List of 10 for Curfew

Typical major determinants regarding Curfew allotments:

  1. Age of adolescent
  2. Developmental age of adolescent.
  3. How much parent trusts adolescent.
  4. The parent’s self-history of having a curfew.
  5. Peer’s curfews.
  6. Work schedule of parent/s.
  7. Fatigue level of parent/s.
  8. Expectation of community for curfews.
  9. Adolescent’s academic progress.
  10. Adolescent’s work schedule.

In working with adolescents, I have noticed that parents generally tend to choose one of three following styles for curfews:

A)  There is the definite time frame: “You have to be home at 10pm on weeknights and 12am on weekends.”  This leaves the parent helpless to exert any limits without a battle over rules.  It also leaves the adolescent frustrated when an event goes beyond the curfew late hour rule.

B)  There is the “Don’t ask for a curfew until you . . . .”  Which usually applies to poor academic record, or a history of poor decision-making (drugs, runaway, sexual behavior).  Typically this type of curfew gives the adolescent a hopelessness that they will ever get a curfew.  The hopelessness drives the justification that “since I will never get a curfew, I might as well sneak out.”

C)  Some parents have initiated the “no” curfew:  “You don’t need a curfew, we trust you.”  Some kids can handle this type of independence, but it does place them in a difficult situation if their friends know that they do not have to obey any curfew limits.  “Your parents don’t care.  You don’t have to go home this early.”

Here’s my take on it: I DO NOT BELIEVE IN CURFEWS.

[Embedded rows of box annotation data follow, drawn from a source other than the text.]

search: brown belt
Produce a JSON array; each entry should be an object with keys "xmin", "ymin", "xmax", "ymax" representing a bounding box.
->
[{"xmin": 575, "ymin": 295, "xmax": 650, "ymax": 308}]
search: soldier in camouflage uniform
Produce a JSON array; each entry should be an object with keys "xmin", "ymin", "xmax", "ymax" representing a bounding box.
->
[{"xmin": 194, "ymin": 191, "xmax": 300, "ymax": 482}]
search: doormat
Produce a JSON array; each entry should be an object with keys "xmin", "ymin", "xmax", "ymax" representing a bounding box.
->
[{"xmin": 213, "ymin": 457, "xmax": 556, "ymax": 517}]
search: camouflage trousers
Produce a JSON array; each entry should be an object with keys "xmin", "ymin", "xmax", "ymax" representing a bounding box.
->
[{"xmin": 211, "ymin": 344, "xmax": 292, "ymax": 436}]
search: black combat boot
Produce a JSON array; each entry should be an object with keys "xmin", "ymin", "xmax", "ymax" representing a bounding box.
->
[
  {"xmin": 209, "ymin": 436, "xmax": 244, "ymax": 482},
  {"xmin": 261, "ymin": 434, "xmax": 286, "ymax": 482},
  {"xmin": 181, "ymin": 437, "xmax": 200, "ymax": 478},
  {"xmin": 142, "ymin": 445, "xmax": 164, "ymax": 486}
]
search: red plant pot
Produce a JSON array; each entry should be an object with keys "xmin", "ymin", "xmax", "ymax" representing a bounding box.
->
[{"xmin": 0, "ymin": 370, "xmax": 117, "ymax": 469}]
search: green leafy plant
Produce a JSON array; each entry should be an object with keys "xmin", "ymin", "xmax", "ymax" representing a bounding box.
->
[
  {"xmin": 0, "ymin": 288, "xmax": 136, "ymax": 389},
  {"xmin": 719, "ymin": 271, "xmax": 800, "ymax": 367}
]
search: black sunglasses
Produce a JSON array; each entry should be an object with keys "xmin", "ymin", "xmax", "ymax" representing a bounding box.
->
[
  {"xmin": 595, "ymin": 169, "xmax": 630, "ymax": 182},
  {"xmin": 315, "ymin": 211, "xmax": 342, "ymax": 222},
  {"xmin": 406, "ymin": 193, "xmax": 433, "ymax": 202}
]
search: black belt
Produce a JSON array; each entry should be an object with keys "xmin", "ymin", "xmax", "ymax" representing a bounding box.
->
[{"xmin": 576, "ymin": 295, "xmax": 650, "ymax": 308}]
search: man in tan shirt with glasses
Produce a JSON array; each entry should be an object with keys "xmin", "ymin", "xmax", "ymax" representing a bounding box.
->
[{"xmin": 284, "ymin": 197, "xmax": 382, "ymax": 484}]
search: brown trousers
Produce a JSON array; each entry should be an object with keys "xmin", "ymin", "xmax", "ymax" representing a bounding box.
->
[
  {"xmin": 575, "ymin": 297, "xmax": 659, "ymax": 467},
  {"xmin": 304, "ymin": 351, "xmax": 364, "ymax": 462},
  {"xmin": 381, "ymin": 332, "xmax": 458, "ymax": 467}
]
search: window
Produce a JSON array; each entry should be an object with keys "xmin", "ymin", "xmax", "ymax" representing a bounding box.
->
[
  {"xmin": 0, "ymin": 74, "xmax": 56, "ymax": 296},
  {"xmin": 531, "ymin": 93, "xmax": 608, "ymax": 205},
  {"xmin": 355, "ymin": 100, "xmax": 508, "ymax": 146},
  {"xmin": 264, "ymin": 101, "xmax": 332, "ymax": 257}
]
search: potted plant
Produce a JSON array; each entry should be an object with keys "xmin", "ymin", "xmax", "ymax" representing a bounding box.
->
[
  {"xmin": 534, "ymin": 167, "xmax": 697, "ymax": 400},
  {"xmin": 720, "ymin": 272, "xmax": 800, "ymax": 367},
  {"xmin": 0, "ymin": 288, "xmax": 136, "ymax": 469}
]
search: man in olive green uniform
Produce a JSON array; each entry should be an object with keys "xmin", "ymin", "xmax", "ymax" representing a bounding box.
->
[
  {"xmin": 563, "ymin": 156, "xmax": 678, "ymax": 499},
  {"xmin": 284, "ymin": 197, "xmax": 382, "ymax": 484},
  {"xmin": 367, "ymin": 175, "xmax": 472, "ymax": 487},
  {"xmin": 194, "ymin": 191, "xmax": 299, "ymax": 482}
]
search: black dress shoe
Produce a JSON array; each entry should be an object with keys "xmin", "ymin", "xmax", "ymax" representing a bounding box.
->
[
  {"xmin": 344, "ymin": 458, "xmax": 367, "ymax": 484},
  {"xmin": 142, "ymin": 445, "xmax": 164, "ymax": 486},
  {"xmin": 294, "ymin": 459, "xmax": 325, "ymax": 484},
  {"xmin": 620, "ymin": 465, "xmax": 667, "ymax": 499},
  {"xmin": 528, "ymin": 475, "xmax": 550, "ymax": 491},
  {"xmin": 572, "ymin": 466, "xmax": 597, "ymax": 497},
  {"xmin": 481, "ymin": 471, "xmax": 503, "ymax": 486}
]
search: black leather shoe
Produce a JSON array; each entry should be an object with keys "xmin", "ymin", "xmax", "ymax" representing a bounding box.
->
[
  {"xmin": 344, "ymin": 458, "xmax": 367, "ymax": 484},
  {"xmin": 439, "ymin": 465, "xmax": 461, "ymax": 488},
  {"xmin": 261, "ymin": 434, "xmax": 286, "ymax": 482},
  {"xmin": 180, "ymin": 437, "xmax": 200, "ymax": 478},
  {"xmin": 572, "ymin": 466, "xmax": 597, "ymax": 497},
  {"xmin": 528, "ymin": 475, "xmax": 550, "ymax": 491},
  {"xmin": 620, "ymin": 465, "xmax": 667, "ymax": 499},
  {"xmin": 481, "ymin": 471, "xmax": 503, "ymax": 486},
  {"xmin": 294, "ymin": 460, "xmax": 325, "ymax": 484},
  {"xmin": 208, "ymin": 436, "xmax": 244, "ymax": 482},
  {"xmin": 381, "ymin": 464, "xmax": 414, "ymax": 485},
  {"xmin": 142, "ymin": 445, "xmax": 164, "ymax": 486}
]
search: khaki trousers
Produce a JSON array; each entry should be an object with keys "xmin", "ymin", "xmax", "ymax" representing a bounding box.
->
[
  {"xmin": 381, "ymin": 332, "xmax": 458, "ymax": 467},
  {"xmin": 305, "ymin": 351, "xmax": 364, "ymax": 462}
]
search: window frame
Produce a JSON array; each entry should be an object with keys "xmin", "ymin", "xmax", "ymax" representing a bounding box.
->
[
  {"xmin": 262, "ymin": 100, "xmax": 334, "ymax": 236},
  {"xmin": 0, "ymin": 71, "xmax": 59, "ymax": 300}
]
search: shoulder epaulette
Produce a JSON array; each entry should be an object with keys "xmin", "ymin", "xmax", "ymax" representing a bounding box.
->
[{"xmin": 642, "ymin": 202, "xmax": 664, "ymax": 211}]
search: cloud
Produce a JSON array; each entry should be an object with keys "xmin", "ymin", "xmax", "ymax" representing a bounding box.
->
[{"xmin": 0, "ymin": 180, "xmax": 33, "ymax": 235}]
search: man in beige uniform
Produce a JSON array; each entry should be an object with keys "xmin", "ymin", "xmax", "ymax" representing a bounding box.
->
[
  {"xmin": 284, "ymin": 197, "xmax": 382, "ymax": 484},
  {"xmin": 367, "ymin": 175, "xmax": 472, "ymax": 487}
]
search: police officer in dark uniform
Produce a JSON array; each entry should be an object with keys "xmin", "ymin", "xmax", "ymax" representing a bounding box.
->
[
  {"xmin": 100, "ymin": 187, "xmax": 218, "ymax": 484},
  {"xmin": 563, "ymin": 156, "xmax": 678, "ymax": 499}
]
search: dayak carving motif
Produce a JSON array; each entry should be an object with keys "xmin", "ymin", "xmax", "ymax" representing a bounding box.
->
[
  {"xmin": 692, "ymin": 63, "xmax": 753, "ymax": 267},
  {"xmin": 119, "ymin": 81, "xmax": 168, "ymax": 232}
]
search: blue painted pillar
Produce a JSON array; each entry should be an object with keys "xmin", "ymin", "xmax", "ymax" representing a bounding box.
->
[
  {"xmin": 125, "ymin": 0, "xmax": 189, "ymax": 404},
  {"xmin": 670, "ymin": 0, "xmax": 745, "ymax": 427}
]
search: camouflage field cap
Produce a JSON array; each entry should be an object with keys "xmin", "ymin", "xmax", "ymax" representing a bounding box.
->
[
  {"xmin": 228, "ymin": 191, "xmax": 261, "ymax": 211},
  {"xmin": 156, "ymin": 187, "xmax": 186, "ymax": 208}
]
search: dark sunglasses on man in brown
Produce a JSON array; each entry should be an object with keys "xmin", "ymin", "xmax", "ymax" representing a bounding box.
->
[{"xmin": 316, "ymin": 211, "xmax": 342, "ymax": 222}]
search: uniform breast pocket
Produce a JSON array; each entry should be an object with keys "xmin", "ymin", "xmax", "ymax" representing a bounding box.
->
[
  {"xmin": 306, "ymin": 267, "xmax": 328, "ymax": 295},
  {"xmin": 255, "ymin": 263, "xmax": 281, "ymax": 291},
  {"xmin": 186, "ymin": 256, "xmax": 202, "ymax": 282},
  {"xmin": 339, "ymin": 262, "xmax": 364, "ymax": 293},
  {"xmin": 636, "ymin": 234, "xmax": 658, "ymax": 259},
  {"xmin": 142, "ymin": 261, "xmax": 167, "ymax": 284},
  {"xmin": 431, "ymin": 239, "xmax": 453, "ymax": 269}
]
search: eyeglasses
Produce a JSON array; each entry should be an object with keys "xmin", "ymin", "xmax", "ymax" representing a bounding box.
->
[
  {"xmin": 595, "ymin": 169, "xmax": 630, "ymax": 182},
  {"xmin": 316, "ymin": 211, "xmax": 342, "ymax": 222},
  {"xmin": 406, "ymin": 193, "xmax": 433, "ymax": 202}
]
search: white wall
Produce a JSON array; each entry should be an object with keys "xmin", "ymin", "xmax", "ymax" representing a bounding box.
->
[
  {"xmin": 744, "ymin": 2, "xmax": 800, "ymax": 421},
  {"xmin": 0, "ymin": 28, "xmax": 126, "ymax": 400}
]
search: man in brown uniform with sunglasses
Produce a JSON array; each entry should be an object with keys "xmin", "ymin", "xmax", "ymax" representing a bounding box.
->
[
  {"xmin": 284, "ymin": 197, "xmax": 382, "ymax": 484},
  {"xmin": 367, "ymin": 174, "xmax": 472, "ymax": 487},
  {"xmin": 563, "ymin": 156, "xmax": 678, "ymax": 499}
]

I do believe that each time my adolescent wants to stay away from home, that he or she will have to present the reason why, who they will be with, when they will be home, and what, if any concerns either of us have for emotional and physical safety. It also gives Mom and adolescent a chance to “check in” with needs for academics, after school activities, and/or work schedules.  All of this to keep communication open and expectations on both parts to open and hopefully supportive.

Every time.  No exceptions.

When I don’t come directly home from work, I tell my family.  When I leave home during normal hours to be at home, I tell the family.  I check in BEFORE I leave.  Family will know where I am, who I am with and when to expect me at home.  If this rule is good enough for Mom, it’s good enough for kid.

By having the need to clear all “away times” from home, I’m teaching my kid how to present his case, be logical and reasonable.  What an awesome piece of education.  What a wonderful opportunity to continue to work on parent-child relationship.

Okay, I’ve had my say.  Please leave your comments about this normal family step into practicing independence.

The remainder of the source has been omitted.